Most victims were abducted and taken to ZANU-PF bases or to the forest or the bush, where they were raped, sexually assaulted and tortured, usually by a group of men. The other women were raped in their homes. More than half of the victims were raped by multiple men, sometimes as many as 10 and up to 18 men, often over more than one day and in one case over a period of five days. Most of the victims were told to relinquish their allegiance to the MDC and/or were informed that they were subject to assault or would be “fixed” because of their membership in the MDC. Several of the victims were accused of wanting to sell or give their country to white people.

Many of the women were forced to attend ZANU-PF rallies or compelled to sing ZANU-PF songs and recite ZANU-PF slogans.  One victim was abducted and interrogated by police about her political affiliations.  Another victim was gang-raped by a mob in early July after admitting that she had voted for the MDC on June 27th.

In almost every instance, the women were unable to successfully report their attacks to the police. More than one woman tried to report the rape and was told that authorities would allow her to open a file for the beating but not the rape. Several were told that the police could not get involved because the crimes were “political.” In some cases, sympathetic police officers told the women they were barred from recording incidents of ZANU-PF violence. No perpetrators have been investigated or arrested for their participation in the sexual violence. In several cases, victims continue to live in the same communities as their attackers, and are forced to see them every day.

Without the police report required by Zimbabwe law, survivors could not gain admission to public hospitals for rape treatment or post-exposure prophylaxis for HIV. For those who have or may test HIV-positive, their access to antiretroviral drugs is threatened.

In the aftermath of these attacks, these women’s lives are permanently changed.
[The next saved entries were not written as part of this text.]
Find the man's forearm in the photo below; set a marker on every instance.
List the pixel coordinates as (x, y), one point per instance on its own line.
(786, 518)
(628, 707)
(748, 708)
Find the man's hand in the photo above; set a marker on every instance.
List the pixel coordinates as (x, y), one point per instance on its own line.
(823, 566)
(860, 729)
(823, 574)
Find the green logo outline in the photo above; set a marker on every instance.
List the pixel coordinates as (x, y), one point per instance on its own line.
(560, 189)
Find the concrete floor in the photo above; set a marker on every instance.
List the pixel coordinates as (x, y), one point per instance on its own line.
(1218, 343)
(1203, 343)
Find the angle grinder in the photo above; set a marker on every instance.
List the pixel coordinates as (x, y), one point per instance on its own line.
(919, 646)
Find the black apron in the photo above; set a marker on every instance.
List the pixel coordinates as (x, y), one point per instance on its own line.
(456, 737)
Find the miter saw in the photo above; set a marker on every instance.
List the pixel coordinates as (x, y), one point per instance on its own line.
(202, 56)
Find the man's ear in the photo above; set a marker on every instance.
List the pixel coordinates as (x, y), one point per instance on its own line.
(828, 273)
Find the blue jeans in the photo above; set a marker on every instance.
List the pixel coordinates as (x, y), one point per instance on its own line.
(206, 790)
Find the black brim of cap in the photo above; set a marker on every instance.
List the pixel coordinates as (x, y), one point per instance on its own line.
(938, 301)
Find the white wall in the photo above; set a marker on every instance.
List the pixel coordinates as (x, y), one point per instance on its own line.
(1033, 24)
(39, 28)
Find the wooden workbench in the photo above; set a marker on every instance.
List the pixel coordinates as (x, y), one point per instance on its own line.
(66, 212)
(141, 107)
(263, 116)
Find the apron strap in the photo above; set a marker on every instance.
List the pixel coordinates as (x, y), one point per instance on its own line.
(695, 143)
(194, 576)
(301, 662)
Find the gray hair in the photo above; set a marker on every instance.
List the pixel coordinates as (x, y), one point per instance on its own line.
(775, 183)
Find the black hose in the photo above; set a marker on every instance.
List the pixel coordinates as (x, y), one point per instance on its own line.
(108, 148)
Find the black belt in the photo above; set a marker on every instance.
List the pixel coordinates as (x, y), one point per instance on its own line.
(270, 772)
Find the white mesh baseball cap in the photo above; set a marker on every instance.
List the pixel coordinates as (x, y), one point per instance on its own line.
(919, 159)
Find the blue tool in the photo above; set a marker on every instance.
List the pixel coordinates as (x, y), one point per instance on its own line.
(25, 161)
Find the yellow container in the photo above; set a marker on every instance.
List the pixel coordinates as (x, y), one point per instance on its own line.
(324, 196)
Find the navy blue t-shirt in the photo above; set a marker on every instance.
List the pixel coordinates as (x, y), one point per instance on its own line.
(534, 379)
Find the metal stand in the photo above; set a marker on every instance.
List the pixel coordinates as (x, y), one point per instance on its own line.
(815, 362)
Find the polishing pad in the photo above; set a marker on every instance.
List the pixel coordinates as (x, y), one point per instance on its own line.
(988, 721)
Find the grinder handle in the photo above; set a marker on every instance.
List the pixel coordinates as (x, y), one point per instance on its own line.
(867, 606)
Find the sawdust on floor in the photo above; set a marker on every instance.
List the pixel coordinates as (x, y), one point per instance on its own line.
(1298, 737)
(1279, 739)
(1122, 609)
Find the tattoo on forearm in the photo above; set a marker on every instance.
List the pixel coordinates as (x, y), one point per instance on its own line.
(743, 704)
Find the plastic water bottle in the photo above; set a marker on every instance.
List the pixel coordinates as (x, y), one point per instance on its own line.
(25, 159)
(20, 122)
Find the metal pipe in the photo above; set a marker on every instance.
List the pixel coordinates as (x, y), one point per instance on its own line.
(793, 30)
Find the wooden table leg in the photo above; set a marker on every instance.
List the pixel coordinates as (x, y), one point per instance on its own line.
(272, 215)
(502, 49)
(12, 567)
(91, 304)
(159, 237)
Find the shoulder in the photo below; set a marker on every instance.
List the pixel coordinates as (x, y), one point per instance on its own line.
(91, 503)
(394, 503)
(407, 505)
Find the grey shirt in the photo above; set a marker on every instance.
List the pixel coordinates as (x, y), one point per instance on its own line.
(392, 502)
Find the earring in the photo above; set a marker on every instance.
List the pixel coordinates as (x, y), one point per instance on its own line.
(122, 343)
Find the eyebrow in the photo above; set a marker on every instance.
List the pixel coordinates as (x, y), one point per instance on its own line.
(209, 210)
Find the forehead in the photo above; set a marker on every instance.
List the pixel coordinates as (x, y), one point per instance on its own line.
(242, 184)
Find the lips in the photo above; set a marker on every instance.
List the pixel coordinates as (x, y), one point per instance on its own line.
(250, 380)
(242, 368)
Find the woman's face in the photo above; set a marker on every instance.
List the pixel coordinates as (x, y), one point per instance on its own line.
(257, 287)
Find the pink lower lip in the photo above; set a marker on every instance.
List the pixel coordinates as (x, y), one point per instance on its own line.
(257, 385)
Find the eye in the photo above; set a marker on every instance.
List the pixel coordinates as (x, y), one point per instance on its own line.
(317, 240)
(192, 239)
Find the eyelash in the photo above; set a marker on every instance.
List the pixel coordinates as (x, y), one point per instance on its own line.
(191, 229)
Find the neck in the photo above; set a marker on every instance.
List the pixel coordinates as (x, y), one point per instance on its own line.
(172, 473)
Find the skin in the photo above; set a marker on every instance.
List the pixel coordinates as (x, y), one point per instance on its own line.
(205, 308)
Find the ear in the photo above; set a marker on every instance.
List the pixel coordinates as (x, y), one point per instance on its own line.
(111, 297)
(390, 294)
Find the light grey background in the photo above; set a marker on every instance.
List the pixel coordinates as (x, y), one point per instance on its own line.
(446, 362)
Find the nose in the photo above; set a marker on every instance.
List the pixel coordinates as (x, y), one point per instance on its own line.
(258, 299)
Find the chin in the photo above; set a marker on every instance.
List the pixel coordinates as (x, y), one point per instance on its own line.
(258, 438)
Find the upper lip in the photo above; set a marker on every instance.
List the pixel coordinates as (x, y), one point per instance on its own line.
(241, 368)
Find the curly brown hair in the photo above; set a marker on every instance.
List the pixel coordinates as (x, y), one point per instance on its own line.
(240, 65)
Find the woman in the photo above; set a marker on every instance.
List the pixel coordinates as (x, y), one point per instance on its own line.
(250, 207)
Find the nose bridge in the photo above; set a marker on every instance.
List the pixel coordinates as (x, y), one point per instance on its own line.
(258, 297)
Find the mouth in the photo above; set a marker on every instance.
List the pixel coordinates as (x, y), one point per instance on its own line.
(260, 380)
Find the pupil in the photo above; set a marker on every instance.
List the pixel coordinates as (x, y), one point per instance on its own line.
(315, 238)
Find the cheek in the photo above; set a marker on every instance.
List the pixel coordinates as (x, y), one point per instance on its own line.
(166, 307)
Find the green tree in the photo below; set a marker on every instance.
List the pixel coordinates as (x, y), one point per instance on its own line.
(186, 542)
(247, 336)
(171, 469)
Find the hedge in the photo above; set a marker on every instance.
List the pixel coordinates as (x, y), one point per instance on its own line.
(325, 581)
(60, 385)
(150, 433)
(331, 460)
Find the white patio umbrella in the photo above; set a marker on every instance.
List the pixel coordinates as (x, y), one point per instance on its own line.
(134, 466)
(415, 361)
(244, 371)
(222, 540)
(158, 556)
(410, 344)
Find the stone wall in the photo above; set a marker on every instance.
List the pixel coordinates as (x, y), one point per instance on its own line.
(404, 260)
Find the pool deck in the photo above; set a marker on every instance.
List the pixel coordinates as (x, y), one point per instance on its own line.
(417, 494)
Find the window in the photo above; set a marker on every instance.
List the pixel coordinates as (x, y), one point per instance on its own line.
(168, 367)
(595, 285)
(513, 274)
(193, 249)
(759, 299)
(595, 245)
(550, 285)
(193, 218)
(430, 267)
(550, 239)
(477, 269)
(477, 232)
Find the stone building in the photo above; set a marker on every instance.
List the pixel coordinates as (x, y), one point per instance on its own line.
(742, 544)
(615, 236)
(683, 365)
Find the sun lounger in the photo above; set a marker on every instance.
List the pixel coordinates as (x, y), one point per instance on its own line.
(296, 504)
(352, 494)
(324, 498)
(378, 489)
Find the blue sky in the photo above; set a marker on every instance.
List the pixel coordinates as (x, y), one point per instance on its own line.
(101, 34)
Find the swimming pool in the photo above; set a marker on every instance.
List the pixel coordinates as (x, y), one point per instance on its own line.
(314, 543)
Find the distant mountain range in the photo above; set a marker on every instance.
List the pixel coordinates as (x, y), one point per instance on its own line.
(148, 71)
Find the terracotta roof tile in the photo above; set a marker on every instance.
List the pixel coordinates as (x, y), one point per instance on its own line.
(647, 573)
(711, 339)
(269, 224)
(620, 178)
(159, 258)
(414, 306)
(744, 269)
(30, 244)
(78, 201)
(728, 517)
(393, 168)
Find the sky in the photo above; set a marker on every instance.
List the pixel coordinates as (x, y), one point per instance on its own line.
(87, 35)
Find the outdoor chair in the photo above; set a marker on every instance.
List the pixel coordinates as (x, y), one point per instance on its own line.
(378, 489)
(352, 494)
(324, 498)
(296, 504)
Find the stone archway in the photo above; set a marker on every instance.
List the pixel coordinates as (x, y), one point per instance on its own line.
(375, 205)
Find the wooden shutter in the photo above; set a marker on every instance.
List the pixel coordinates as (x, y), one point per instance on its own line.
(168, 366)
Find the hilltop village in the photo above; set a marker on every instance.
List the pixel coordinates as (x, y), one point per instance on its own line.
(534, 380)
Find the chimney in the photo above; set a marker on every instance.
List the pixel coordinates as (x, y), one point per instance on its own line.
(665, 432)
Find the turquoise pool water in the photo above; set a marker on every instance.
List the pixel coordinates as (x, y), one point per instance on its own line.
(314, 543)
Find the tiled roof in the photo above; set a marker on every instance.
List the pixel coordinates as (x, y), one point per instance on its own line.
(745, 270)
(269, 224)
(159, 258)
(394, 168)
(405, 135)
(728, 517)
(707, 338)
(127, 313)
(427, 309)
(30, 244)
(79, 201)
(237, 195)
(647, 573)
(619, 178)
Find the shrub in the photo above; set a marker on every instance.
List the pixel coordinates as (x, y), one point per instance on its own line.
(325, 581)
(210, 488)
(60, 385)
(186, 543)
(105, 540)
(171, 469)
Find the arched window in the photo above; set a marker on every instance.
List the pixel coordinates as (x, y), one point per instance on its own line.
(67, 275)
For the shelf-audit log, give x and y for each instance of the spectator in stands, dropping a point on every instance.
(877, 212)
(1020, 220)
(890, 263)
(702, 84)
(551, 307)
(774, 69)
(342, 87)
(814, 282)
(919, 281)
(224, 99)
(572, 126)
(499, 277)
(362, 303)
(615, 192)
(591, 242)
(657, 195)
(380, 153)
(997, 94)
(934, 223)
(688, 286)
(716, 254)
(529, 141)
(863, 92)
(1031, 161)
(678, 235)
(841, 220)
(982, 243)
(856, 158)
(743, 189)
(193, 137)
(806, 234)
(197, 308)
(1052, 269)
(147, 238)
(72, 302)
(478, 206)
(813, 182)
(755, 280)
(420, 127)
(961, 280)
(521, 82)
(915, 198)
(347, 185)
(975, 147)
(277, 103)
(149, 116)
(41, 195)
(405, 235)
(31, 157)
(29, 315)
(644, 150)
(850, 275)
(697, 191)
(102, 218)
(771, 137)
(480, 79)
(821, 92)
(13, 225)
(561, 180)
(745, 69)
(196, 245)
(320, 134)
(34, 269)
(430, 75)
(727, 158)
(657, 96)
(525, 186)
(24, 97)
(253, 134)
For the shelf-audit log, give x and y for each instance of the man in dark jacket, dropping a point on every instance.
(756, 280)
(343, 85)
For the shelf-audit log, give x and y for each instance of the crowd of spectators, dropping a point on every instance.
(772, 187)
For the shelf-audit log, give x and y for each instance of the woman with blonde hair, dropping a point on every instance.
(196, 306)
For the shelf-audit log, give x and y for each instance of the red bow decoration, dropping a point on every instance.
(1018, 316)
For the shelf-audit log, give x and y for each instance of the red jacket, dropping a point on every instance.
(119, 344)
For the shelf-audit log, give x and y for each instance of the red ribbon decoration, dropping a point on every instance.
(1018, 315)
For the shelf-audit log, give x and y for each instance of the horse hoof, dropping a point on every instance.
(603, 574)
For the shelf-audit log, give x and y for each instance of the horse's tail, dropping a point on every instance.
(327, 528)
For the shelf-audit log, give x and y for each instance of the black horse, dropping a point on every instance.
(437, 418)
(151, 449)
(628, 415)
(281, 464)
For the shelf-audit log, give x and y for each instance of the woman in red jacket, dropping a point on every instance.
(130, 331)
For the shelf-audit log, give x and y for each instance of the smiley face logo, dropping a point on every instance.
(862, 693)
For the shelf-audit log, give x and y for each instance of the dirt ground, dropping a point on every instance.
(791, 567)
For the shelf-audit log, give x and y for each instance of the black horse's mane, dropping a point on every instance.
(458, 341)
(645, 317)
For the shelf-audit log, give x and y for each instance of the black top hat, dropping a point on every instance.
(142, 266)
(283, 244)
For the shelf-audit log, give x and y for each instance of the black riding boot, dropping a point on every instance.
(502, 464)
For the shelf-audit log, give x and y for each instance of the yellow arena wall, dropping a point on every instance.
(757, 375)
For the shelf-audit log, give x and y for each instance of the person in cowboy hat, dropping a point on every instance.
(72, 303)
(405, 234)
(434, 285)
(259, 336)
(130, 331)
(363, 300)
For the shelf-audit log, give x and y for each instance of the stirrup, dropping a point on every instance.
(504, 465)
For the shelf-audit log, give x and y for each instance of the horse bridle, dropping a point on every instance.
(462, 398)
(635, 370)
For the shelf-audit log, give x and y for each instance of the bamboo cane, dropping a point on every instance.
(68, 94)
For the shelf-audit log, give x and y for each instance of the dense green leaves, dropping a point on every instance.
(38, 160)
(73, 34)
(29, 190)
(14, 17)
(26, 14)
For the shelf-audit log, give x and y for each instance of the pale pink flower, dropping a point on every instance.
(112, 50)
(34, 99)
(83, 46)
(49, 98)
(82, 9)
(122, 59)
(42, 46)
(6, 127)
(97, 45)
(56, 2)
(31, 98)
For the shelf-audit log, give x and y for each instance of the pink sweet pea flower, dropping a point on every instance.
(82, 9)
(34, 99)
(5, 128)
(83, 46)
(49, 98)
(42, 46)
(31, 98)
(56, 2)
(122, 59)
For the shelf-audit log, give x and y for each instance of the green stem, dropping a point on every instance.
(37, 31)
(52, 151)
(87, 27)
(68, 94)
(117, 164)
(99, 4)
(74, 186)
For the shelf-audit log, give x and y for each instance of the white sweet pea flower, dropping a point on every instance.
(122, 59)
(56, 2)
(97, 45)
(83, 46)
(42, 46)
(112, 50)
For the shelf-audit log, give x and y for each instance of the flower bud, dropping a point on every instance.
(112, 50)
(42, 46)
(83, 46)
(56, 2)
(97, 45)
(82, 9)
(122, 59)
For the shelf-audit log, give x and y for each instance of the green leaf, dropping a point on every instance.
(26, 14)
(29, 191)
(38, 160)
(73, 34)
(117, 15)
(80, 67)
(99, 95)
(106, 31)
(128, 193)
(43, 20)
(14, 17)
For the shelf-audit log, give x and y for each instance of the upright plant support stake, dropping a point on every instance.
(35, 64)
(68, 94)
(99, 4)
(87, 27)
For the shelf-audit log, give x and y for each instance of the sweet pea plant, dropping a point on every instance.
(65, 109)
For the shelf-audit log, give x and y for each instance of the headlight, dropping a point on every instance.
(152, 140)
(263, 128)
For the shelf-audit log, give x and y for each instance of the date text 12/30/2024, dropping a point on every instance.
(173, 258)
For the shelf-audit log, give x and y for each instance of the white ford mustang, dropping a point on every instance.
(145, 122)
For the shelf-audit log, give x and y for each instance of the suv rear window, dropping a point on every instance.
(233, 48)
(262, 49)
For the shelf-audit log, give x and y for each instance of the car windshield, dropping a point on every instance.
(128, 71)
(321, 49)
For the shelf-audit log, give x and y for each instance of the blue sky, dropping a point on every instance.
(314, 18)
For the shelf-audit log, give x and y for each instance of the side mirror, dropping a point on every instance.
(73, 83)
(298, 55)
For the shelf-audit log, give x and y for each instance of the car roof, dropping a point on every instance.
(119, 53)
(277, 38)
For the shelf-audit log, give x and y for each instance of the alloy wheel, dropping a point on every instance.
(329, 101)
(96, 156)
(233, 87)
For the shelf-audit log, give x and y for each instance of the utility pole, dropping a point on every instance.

Husbands, fathers, and other family members have been killed. The stigma around rape and sexual violence is pervasive, preventing many of them from speaking about what happened to them. Many have been rejected by their husbands, in-laws, or the larger community because they were raped. Those still living in Zimbabwe live in constant fear for their safety, and many continue to receive threats from their perpetrators.

Like Patience, many have fled to neighboring countries. Some were forced to leave children behind. They have no family, no money, no medical care, no counseling, and very little hope for rebuilding their lives or obtaining justice. It is difficult to imagine the horrible choice they face: remaining behind terrified and insecure, but in familiar surroundings with familiar people -- or leaving and going to a hostile country where they are invisible, unwanted and often alone. How bad does home have to be before you choose to leave the places and people you love for a strange and unfriendly land?

Every woman who testified wants accountability and justice -- not revenge, but simple justice. Many knew and named their attackers. But what they want most is assurance that if someone tears a woman apart, he will not get away without paying for it.

After AIDS-Free World finishes the documentation, and collects more evidence about the perpetrators, they will explore avenues such as the International Criminal Court. They are working towards UN and African involvement both in bringing attention to the issue, and in ending the climate of impunity that aids and abets campaigns of sexual violence wherever they occur.

Mercy, another survivor, ended her testimony starkly:

The rape has changed my life forever. I am no longer happy. I am separated from my children. I do not know where my husband is, and I am afraid to return to Zimbabwe.